Das Gipfeltreffen in Edinburgh markierte das Ende der zweiten vierjährigen Brüsseler Amtszeit von Delors. Da durch den Vertrag von Maastricht die Amtszeiten der Kommission auf fünf Jahre verlängert wurde, folgte eine zwei Jahre andauernde „Delors-II-Kommission. Es war eine Zeit des Übergangs – nicht zuletzt immer stärker durch Spekulationen um eine mögliche Kandidatur bei der französischen Präsidentschaftswahl im Jahr 1995 überlagert.

Das Ende der Brüsseler Jahre

Dass Delors trotz günstiger Umfragewerte darauf verzichtete, legte eine Facette bloß, die dem oft gezeichneten Bild des selbstbewussten und machtgierigen Politikers widersprach. Als Grund für seinen Verzicht auf eine Kandidatur nannte Delors damals nicht nur Zweifel daran, eine handlungsfähige Mehrheit im Parlament hinter sich zu sammeln. Er führte auch sein 1995 erreichtes Alter von 70 Jahren an. Seinem Herzensprojekt – Europa – blieb Delors bis zu seinem Tod 28 Jahre später treu, auch wenn er, wie er es auch als Kommissionspräsident immer wieder gerne getan hatte, vor allem hinter den Kulissen wirkte.

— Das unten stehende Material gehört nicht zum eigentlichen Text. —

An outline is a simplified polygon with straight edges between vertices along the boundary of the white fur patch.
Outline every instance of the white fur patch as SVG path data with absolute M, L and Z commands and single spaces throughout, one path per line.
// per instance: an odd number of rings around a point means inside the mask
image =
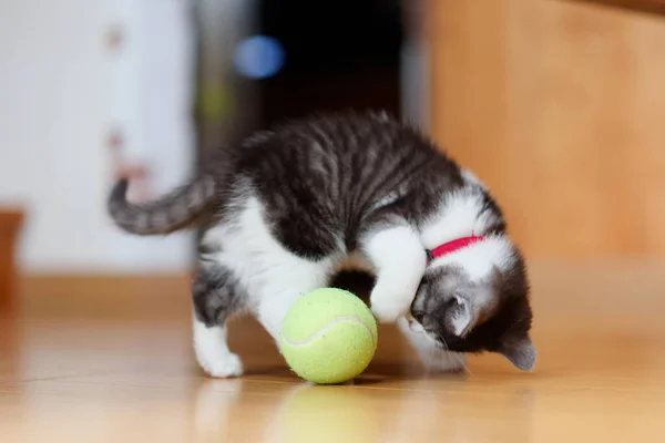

Besondere Beziehung zu Belgien

Sein Privatleben hat Delors zeitlebens, auch in den Brüsseler Jahren, nicht in der Öffentlichkeit ausgebreitet. Dass er eine besondere Beziehung zu Belgien hatte, war jedoch bekannt. Ein Teil seiner Vorfahren stammte aus Westflandern. Und auch aus einer weiteren Leidenschaft machte Delors keinen Hehl: seiner Begeisterung für den Sport. So ist es ein offenes Geheimnis, dass zur täglichen Lektüre auch die französische Sportzeitung “L´Équipe“ gehörte.